I am afraid I have no clue here. The MWE in the new thread mentioned above is very simple, but my real work involves high dimension Monte Carlo integrations which make the whole thing more complicated, I think. If there is a straightforward approach, I’ll certainly try.

@goerch PM’d me another solution of doing multi-threading Kahan summation based on KahanSummation.jl. It looks much more elegant and I don’t think @goerch would mind me sharing it here.

(Note that AccurateArithmetic.jl and KahanSummation.jl both export `sum_kbn()`. This post is about the function from KahanSummation.)
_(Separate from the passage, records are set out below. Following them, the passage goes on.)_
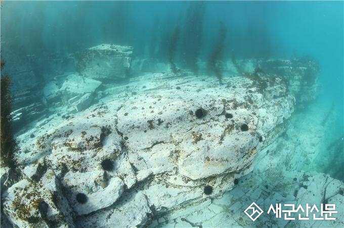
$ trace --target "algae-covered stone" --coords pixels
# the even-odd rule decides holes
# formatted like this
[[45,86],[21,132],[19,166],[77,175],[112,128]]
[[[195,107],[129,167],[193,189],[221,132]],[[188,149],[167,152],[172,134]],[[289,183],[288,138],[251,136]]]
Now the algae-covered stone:
[[76,69],[81,75],[102,81],[116,81],[128,76],[133,47],[103,44],[76,54]]

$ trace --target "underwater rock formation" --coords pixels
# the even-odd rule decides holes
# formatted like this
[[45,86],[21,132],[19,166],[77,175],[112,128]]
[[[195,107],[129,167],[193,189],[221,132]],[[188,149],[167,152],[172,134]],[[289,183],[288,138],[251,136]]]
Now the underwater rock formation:
[[76,70],[97,80],[116,82],[128,77],[133,47],[103,44],[75,54]]
[[296,105],[302,107],[307,102],[314,100],[319,89],[318,78],[319,64],[311,59],[292,60],[271,59],[238,61],[243,72],[252,73],[262,69],[266,74],[279,75],[288,83],[290,94],[296,100]]
[[[18,161],[25,178],[4,198],[10,220],[27,227],[141,225],[231,189],[253,168],[261,137],[270,138],[290,117],[294,99],[278,78],[263,79],[264,93],[244,77],[221,89],[216,79],[196,78],[137,77],[129,84],[131,96],[126,85],[110,88],[112,95],[100,100],[106,104],[68,120],[53,117],[20,135]],[[200,107],[201,118],[195,114]],[[113,167],[104,170],[108,159]],[[82,203],[79,193],[86,196]],[[43,215],[40,205],[48,206]]]

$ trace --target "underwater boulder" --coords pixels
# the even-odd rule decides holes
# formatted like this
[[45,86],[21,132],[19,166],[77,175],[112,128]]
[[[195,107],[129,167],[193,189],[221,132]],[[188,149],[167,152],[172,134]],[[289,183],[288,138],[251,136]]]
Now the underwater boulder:
[[113,82],[128,77],[133,47],[102,44],[75,54],[77,71],[102,82]]
[[[69,210],[79,215],[74,221],[82,226],[115,221],[140,226],[148,219],[146,212],[206,204],[209,197],[221,196],[252,170],[262,146],[260,137],[270,143],[270,134],[293,111],[294,98],[278,78],[262,93],[242,77],[219,89],[216,78],[172,76],[145,75],[144,86],[139,78],[109,88],[104,93],[111,93],[99,104],[68,120],[33,127],[35,138],[19,136],[25,148],[20,165],[44,159],[74,204]],[[127,86],[135,88],[134,95],[128,96]],[[198,118],[200,107],[206,115]],[[102,162],[108,160],[113,166],[104,169]],[[204,192],[206,186],[211,192]],[[81,205],[78,193],[87,199]]]

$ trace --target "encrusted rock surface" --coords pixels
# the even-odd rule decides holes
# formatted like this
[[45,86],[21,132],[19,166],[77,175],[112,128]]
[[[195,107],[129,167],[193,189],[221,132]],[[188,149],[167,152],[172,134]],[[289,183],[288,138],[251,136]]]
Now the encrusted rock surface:
[[[294,98],[278,78],[234,77],[220,86],[212,78],[155,74],[130,85],[105,90],[100,104],[67,120],[53,116],[19,136],[25,177],[20,185],[39,194],[18,203],[22,192],[8,190],[4,210],[13,222],[48,222],[35,204],[20,215],[15,206],[55,192],[65,203],[45,199],[49,221],[75,214],[76,224],[68,217],[62,226],[141,225],[167,211],[204,205],[252,170],[266,137],[293,110]],[[113,168],[103,170],[105,159]],[[212,188],[209,195],[206,185]],[[78,202],[77,193],[87,202]]]
[[128,76],[133,47],[103,44],[75,54],[77,71],[90,78],[115,82]]

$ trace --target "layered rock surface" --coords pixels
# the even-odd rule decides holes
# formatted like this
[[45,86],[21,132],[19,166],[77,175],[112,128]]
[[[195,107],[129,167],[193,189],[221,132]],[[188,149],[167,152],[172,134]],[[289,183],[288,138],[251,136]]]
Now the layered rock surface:
[[80,74],[102,81],[115,82],[128,76],[133,47],[103,44],[75,54]]
[[[219,86],[213,78],[156,74],[129,85],[105,91],[101,104],[67,121],[53,116],[20,136],[25,178],[4,200],[14,223],[140,225],[205,203],[252,170],[263,143],[294,102],[275,77],[232,78]],[[105,159],[112,170],[103,170]],[[87,196],[85,203],[77,201],[78,193]],[[43,200],[46,214],[37,206]],[[19,214],[18,207],[26,209]],[[68,216],[58,221],[61,214]]]

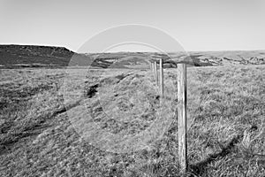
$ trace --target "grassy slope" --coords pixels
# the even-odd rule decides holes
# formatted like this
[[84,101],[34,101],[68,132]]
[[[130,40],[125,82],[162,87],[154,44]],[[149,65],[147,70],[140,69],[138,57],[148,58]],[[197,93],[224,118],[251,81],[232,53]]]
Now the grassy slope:
[[[79,108],[87,107],[99,129],[122,135],[144,131],[159,119],[159,97],[149,72],[2,70],[0,175],[178,175],[176,73],[167,69],[164,74],[170,109],[163,115],[173,122],[163,136],[144,150],[113,153],[101,142],[99,149],[80,136],[73,122],[86,129],[89,121]],[[69,94],[64,97],[64,76],[69,74],[64,82]],[[264,65],[188,68],[189,173],[263,176],[264,81]],[[66,110],[85,116],[75,118]]]

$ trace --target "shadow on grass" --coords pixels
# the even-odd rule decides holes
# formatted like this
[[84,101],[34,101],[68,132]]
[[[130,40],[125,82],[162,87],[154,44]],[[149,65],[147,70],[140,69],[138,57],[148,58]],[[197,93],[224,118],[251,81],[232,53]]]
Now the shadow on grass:
[[[201,176],[206,173],[207,165],[217,158],[223,158],[231,153],[236,143],[239,142],[239,140],[243,137],[243,135],[238,135],[231,139],[231,141],[223,148],[223,150],[216,154],[211,154],[208,158],[198,162],[194,165],[190,165],[189,171],[196,176]],[[192,176],[193,176],[192,175]]]

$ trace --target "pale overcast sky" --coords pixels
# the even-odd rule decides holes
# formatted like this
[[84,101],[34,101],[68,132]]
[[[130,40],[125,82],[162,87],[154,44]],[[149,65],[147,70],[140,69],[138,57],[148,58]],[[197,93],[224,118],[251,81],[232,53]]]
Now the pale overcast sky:
[[0,0],[0,24],[1,44],[76,51],[106,28],[141,24],[186,50],[265,50],[263,0]]

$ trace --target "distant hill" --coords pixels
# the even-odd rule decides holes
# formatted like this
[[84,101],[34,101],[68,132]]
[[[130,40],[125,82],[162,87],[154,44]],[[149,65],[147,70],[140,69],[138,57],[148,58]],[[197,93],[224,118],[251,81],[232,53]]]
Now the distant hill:
[[75,53],[64,47],[0,45],[0,68],[91,65],[95,68],[147,68],[163,59],[164,67],[185,61],[191,66],[264,65],[265,50],[172,52]]

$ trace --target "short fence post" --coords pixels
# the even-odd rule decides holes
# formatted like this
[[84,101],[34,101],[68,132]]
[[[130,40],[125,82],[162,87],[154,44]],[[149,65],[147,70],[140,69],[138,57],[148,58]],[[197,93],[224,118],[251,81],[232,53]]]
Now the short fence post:
[[181,173],[187,168],[186,149],[186,65],[178,64],[178,157]]
[[163,98],[163,59],[160,58],[160,92],[161,97]]

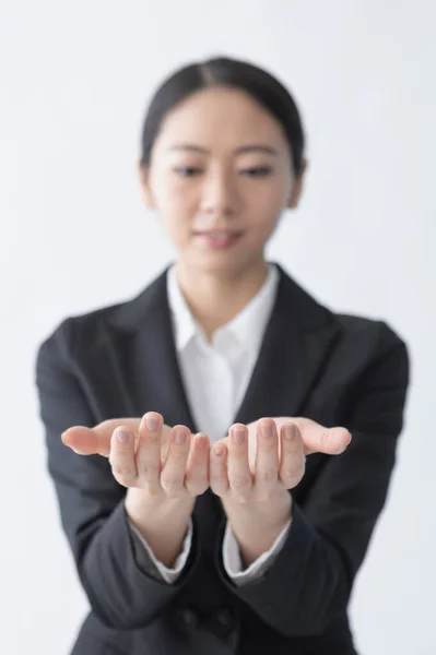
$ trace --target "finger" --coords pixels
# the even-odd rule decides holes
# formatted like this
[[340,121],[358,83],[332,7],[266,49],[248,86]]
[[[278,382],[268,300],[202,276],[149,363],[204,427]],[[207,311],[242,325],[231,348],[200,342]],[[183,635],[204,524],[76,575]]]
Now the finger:
[[200,432],[191,440],[185,474],[185,486],[190,496],[199,496],[209,487],[209,437]]
[[161,473],[161,485],[168,498],[178,498],[186,492],[185,474],[190,449],[191,433],[185,426],[172,430],[168,455]]
[[79,455],[102,455],[108,457],[110,439],[118,427],[126,426],[135,431],[140,418],[110,418],[93,428],[73,426],[61,434],[62,442]]
[[239,502],[247,502],[251,493],[252,476],[248,464],[248,430],[243,424],[231,428],[227,475],[232,493]]
[[257,425],[255,489],[259,500],[271,498],[279,481],[279,439],[272,418],[262,418]]
[[137,469],[141,488],[150,496],[158,496],[161,486],[161,440],[163,417],[156,412],[148,412],[142,417],[138,430]]
[[[287,424],[288,417],[278,417],[274,420],[279,426]],[[328,455],[340,455],[351,442],[351,433],[346,428],[326,428],[310,418],[292,418],[301,431],[303,445],[307,455],[311,453],[326,453]]]
[[134,461],[134,437],[129,428],[121,426],[110,439],[109,463],[115,479],[125,487],[133,487],[138,471]]
[[293,489],[302,480],[306,468],[303,439],[295,424],[285,424],[280,431],[281,455],[279,477],[285,489]]
[[212,491],[220,497],[228,491],[227,457],[228,450],[224,440],[214,443],[210,450],[209,484]]

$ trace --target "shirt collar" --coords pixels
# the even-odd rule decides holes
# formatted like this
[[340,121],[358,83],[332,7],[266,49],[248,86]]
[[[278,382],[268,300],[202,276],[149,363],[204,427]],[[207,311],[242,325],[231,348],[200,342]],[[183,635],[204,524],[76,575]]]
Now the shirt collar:
[[[263,286],[232,321],[215,332],[214,338],[219,334],[229,333],[236,337],[241,348],[258,349],[260,347],[275,301],[279,283],[276,266],[269,263],[268,269]],[[195,336],[201,335],[204,338],[204,332],[193,318],[181,294],[175,264],[167,274],[167,294],[175,327],[176,349],[181,352]]]

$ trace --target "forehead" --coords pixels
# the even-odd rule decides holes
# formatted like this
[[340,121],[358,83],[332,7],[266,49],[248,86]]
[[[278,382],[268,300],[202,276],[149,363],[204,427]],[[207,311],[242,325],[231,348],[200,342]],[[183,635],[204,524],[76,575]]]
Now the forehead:
[[200,91],[177,105],[165,117],[158,136],[163,145],[182,139],[208,145],[262,141],[286,147],[280,122],[248,93],[212,87]]

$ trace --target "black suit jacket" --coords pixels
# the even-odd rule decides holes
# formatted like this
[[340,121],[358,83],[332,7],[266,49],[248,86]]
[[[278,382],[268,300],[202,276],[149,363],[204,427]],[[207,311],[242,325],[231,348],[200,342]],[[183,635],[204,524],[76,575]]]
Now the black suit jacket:
[[173,585],[145,570],[126,489],[105,457],[60,439],[73,425],[155,410],[198,431],[177,366],[166,271],[137,298],[63,321],[37,354],[48,468],[90,602],[74,655],[345,655],[353,580],[386,501],[409,378],[403,341],[381,321],[333,313],[280,266],[278,298],[234,417],[306,416],[353,434],[340,456],[310,455],[292,490],[285,546],[259,580],[235,586],[221,558],[225,516],[197,499],[188,563]]

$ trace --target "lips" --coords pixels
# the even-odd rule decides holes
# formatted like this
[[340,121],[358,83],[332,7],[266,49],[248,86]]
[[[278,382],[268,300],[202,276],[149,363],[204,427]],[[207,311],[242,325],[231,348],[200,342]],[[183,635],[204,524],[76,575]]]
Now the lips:
[[214,230],[202,230],[195,231],[195,236],[201,241],[203,246],[207,248],[227,248],[233,246],[235,241],[240,237],[240,231],[235,230],[223,230],[223,229],[214,229]]

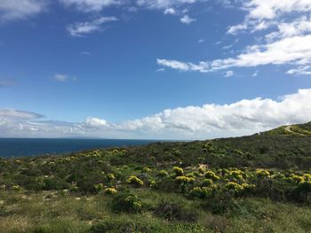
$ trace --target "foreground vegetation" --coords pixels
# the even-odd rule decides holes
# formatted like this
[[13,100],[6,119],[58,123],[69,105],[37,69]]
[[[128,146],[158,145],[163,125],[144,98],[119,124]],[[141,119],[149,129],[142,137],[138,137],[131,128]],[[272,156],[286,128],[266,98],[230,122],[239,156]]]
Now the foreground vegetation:
[[310,232],[310,126],[0,159],[0,232]]

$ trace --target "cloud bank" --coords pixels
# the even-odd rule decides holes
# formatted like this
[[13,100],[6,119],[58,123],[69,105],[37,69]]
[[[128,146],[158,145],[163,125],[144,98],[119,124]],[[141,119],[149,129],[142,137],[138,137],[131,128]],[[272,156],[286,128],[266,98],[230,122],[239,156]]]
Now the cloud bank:
[[97,117],[84,122],[45,120],[28,112],[0,110],[0,136],[205,139],[250,135],[283,124],[311,120],[311,89],[282,97],[278,101],[257,97],[228,105],[207,104],[166,109],[142,119],[119,123]]
[[[289,74],[308,75],[311,65],[311,0],[248,0],[242,2],[244,21],[227,34],[264,33],[263,43],[246,46],[235,57],[200,62],[158,58],[157,64],[179,71],[201,73],[267,65],[286,65]],[[269,29],[269,30],[267,30]],[[259,36],[258,35],[254,35]]]

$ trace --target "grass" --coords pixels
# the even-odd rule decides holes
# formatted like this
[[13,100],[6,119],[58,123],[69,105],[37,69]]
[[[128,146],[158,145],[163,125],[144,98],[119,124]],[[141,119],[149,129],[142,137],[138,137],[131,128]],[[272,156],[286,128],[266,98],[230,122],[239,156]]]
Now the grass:
[[[47,199],[46,192],[28,195],[1,193],[1,232],[308,232],[311,208],[268,198],[238,198],[225,214],[212,214],[202,207],[204,200],[189,200],[174,193],[137,190],[145,209],[137,214],[116,214],[109,207],[111,197],[63,196]],[[196,222],[167,221],[155,216],[161,201],[177,203],[198,214]],[[255,230],[256,229],[256,230]],[[129,231],[126,231],[129,230]],[[95,231],[106,232],[106,231]]]

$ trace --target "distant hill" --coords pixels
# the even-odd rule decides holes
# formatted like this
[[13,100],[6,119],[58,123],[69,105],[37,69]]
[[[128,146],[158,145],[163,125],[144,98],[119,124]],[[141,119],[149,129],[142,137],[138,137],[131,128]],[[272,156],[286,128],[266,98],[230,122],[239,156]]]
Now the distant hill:
[[311,121],[306,124],[281,126],[261,134],[270,136],[311,136]]

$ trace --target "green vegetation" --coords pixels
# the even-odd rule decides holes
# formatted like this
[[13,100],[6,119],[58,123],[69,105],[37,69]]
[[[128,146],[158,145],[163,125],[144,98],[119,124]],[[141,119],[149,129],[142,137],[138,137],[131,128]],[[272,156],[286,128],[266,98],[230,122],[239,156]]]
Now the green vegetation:
[[310,232],[310,125],[0,159],[0,232]]

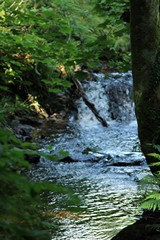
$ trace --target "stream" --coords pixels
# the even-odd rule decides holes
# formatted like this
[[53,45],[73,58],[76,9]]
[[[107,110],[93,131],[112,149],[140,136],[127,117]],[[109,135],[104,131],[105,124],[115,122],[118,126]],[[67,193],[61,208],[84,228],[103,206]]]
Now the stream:
[[131,72],[95,74],[83,89],[109,127],[77,100],[77,114],[66,126],[48,125],[41,142],[44,152],[61,156],[66,151],[69,158],[41,159],[32,171],[33,179],[70,187],[80,199],[79,211],[72,212],[74,203],[60,207],[65,195],[51,197],[60,225],[52,240],[111,240],[142,214],[139,180],[149,169],[139,150]]

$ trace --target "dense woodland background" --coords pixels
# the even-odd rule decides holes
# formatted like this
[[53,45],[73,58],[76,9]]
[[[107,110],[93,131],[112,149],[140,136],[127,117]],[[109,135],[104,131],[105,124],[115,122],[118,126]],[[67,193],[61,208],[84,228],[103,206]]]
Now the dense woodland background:
[[1,239],[51,239],[58,226],[47,214],[48,191],[78,201],[66,188],[28,180],[25,157],[38,146],[17,139],[11,119],[33,114],[35,106],[46,119],[57,110],[57,94],[90,72],[130,70],[129,15],[128,0],[0,3]]

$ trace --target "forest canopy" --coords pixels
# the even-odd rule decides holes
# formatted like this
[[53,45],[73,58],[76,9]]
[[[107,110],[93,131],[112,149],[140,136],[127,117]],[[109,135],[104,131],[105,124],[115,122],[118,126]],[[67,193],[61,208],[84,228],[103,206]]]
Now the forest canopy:
[[59,92],[71,86],[62,74],[83,66],[130,69],[128,5],[126,0],[4,1],[0,90],[17,94],[45,86]]

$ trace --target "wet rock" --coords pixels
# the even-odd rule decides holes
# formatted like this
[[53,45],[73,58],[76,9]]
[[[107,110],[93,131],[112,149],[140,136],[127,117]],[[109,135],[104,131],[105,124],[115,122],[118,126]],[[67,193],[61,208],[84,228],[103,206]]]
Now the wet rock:
[[60,162],[64,162],[64,163],[72,163],[72,162],[77,162],[76,160],[74,160],[73,158],[71,158],[70,156],[64,157],[60,160]]
[[25,160],[28,161],[29,163],[37,164],[40,162],[40,156],[38,154],[37,155],[25,154]]
[[124,153],[122,155],[110,155],[106,158],[107,166],[141,166],[144,165],[145,158],[141,153]]
[[159,240],[160,213],[145,212],[140,220],[124,228],[112,240]]

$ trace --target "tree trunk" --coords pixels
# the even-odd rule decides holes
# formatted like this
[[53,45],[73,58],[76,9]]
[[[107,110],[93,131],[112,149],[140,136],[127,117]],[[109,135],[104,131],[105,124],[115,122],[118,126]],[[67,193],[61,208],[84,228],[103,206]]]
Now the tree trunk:
[[[141,148],[147,154],[160,144],[159,0],[130,0],[135,112]],[[157,168],[151,167],[154,173]]]

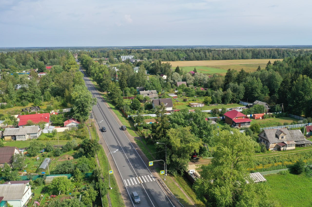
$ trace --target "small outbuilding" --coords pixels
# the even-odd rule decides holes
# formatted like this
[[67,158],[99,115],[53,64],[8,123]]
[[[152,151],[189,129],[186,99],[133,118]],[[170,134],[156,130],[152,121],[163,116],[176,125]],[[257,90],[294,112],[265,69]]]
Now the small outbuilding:
[[262,119],[264,114],[255,113],[252,115],[252,118],[255,119]]
[[42,172],[45,173],[46,171],[48,169],[48,165],[50,164],[51,162],[51,159],[49,158],[45,159],[37,170],[37,173],[39,174],[41,174]]

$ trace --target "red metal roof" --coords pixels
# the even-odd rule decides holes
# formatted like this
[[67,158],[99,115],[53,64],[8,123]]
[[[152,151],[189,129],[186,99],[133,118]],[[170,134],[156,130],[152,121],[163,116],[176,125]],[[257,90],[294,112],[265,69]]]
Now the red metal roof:
[[50,114],[49,113],[44,113],[35,114],[21,115],[20,117],[18,126],[25,125],[27,123],[27,121],[28,120],[31,120],[35,124],[41,121],[49,123],[50,122]]
[[[224,116],[227,117],[232,119],[235,119],[236,117],[246,117],[246,115],[243,113],[242,113],[239,111],[237,111],[236,110],[232,110],[232,111],[228,111],[224,114]],[[251,121],[250,121],[251,122]]]
[[312,126],[307,126],[305,127],[305,129],[307,130],[307,132],[312,131]]
[[233,120],[233,121],[235,123],[241,123],[242,122],[250,122],[251,120],[248,118],[244,118],[242,119],[235,119]]
[[68,125],[69,124],[70,124],[71,123],[73,122],[78,124],[81,123],[78,121],[76,121],[76,119],[72,118],[64,122],[64,126],[65,126],[66,125]]

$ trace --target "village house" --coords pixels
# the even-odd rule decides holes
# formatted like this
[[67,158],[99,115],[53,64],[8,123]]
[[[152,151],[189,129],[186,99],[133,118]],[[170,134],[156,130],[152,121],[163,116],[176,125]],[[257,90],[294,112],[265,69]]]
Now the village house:
[[18,128],[7,128],[3,136],[5,140],[25,141],[38,138],[42,132],[39,126],[24,126]]
[[64,122],[64,126],[68,127],[77,127],[81,123],[72,118]]
[[19,119],[18,126],[20,126],[26,125],[28,120],[31,120],[35,124],[37,124],[40,122],[44,122],[46,123],[46,126],[49,126],[49,123],[50,122],[50,114],[49,113],[44,113],[35,114],[19,115],[17,117],[17,119]]
[[225,117],[225,123],[232,127],[236,128],[242,126],[249,127],[251,120],[243,113],[236,110],[228,111],[224,114]]
[[264,106],[266,110],[265,112],[263,112],[264,113],[267,113],[269,112],[269,110],[271,108],[270,106],[268,104],[265,102],[260,101],[256,101],[252,103],[252,106],[254,106],[255,105]]
[[182,84],[184,84],[186,86],[186,82],[185,81],[179,81],[177,82],[177,86],[178,87]]
[[32,196],[29,182],[10,181],[0,185],[0,206],[6,206],[7,203],[13,207],[26,206]]
[[293,150],[296,146],[310,146],[312,143],[307,140],[299,129],[289,130],[287,128],[265,129],[258,135],[260,142],[269,150]]
[[158,95],[157,91],[156,90],[144,90],[143,91],[139,91],[140,95],[143,95],[143,97],[148,96],[150,99],[154,99],[158,98]]
[[155,108],[156,106],[160,106],[161,103],[163,104],[163,105],[166,107],[166,109],[167,111],[172,110],[173,104],[172,103],[172,99],[171,98],[153,99],[153,100],[152,101],[152,104],[153,105],[153,108]]
[[199,103],[189,103],[188,105],[191,107],[202,107],[205,105],[203,104]]
[[12,157],[15,154],[20,153],[16,147],[0,147],[0,168],[3,168],[6,163],[12,165]]
[[163,79],[167,79],[167,76],[163,74],[161,74],[160,77],[163,78]]

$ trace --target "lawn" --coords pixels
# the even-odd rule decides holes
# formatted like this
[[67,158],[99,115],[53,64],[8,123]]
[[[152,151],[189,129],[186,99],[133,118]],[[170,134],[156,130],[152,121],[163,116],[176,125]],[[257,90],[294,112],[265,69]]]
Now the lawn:
[[[261,127],[269,127],[270,126],[283,126],[284,123],[287,122],[290,124],[293,121],[298,122],[298,120],[290,117],[279,117],[278,118],[269,118],[263,119],[251,119],[251,124],[257,123],[260,125]],[[277,122],[282,124],[281,125],[278,125]]]
[[[202,73],[208,74],[225,74],[227,73],[227,70],[223,69],[214,68],[207,66],[185,66],[180,67],[180,69],[182,69],[188,72],[190,71],[193,71],[194,67],[196,67],[197,72]],[[173,68],[174,70],[175,68]]]
[[282,206],[311,206],[312,179],[305,175],[289,174],[265,176],[265,185],[271,189],[270,197]]

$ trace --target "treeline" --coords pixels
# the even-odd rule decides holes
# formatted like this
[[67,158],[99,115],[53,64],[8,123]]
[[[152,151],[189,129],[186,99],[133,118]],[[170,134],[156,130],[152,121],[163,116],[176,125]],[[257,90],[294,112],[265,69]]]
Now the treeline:
[[[111,49],[102,48],[81,51],[79,54],[86,54],[92,58],[108,58],[110,63],[114,63],[114,58],[121,61],[122,55],[134,55],[135,59],[154,61],[184,60],[212,60],[251,59],[283,59],[297,57],[300,55],[310,54],[312,50],[290,49]],[[111,62],[112,61],[112,62]]]
[[0,69],[10,73],[32,68],[43,70],[45,65],[64,66],[71,55],[64,50],[32,52],[25,50],[0,53]]

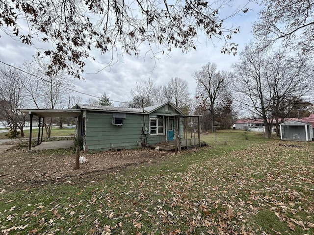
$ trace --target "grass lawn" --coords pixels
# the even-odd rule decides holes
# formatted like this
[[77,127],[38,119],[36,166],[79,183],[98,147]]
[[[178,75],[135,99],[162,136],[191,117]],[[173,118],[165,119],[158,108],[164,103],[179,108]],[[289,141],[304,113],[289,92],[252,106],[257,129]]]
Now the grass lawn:
[[[201,139],[209,146],[97,172],[97,179],[86,174],[83,181],[9,179],[2,173],[7,167],[24,166],[1,161],[0,232],[314,234],[314,142],[232,130]],[[49,164],[52,155],[53,161],[73,157],[66,150],[48,153],[11,151],[0,158],[37,154]]]
[[[0,139],[7,139],[5,136],[7,132],[0,133]],[[64,128],[59,129],[58,127],[52,128],[51,132],[51,137],[55,137],[57,136],[73,136],[75,135],[75,128]],[[25,130],[24,131],[24,135],[26,138],[29,137],[29,130]],[[36,138],[38,136],[38,128],[34,128],[32,130],[32,137]],[[44,129],[43,137],[46,136],[46,132]]]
It is based on a patch of KahanSummation here. The patch has an outdated function `mapreduce_single` which has to be replaced by `mapreduce_first` for recent versions of Julia. After the update, the content could be loaded using `include("..")`. I made the package readily available on this page; search for the file name `KahanSummation_patch.jl`.

After loading, @goerch showed that it could be extended to construct a multi-threading (or, parallel) function as follows.

``````using InitialValues, Folds

include("KahanSummation_patch.jl")
psum_kbn(f, X) = singleprec(Folds.mapreduce(f, InitialValues.asmonoid(plus_kbn), X))
psum_kbn(X) = psum_kbn(identity, X)
``````

The use of `psum_kbn()` is just the same as `sum_kbn()` and it is much faster.

So, there are currently a couple of high precision summation functions in Julia. In terms of speed, the rank is (slow to fast):

`KahanSummation.sum_kbn()`: < `psum_kbn()` < `AccurateArithmetic.sum_kbn()` = `AccurateArithmetic.sum_oro()`

I believe they are very useful for many applications. However, only `KahanSummation.sum_kbn()`, the slowest variant, is compatible with the AD package ForwardDiff.jl. I am starting another thread to discuss the issue.

Thanks for helping out. I had a short look into the error of this MWE

``````ERROR: MethodError: no method matching accumulate(::Tuple{Vector{ForwardDiff.Dual{ForwardDiff.Tag{var"#17#18", Float64}, Float64, 2}}}, ::AccurateArithmetic.Summation.var"#1#2"{typeof(AccurateArithmetic.EFT.fast_two_sum)}, ::Val{:scalar}, ::Val{2}, ::Val{0})
``````

and noticed `accumulate` restricts the type to reals AFAIU

``````@generated function accumulate(x::NTuple{A, AbstractArray{T}},
accType::F,
rem_handling = Val(:scalar),
::Val{Ushift} = Val(2),
::Val{Prefetch} = Val(0),
)  where {F, A, T <: Union{Float32,Float64}, Ushift, Prefetch}
``````

Is it possible and does it make sense to generalize this?